In Parshat Tetzaveh (Exodus 27:20-21) the first mention of the term "ner tamid" in the Torah appears. I had always thought of the ner tamid as the "eternal" or "perpetual" light. Yet it is clearly stated in this passage that the ner tamid shall burn from evening to morning.
20 וְאַתָּ֞ה תְּצַוֶּ֣ה ׀ אֶת־בְּנֵ֣י יִשְׂרָאֵ֗ל וְיִקְח֨וּ אֵלֶ֜יךָ שֶׁ֣מֶן זַ֥יִת זָ֛ךְ כָּתִ֖ית לַמָּא֑וֹר לְהַעֲלֹ֥ת נֵ֖ר תָּמִֽיד׃
You shall further instruct the Israelites to bring you clear oil of beaten olives for lighting, for kindling lamps regularly.

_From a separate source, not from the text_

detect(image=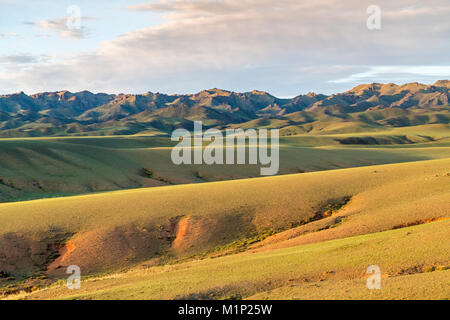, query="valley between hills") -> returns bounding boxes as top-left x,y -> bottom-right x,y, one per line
0,80 -> 450,300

21 בְּאֹ֣הֶל מוֹעֵד֩ מִח֨וּץ לַפָּרֹ֜כֶת אֲשֶׁ֣ר עַל־הָעֵדֻ֗ת יַעֲרֹךְ֩ אֹת֨וֹ אַהֲרֹ֧ן וּבָנָ֛יו מֵעֶ֥רֶב עַד־בֹּ֖קֶר לִפְנֵ֣י יְהוָ֑ה חֻקַּ֤ת עוֹלָם֙ לְדֹ֣רֹתָ֔ם מֵאֵ֖ת בְּנֵ֥י יִשְׂרָאֵֽל׃ (ס)
Aaron and his sons shall set them up in the Tent of Meeting, outside the curtain which is over [the Ark of] the Pact, [to burn] from evening to morning before the LORD. It shall be a due from the Israelites for all time, throughout the ages.
In the synagogues I've attended the light is kept on perpetually.
- If "ner tamid" does not mean perpetual or eternal light, what is the correct translation?
- When did this change in keeping the light on from evening to morning to perpetually occur?
- Was there some event or reason for the change?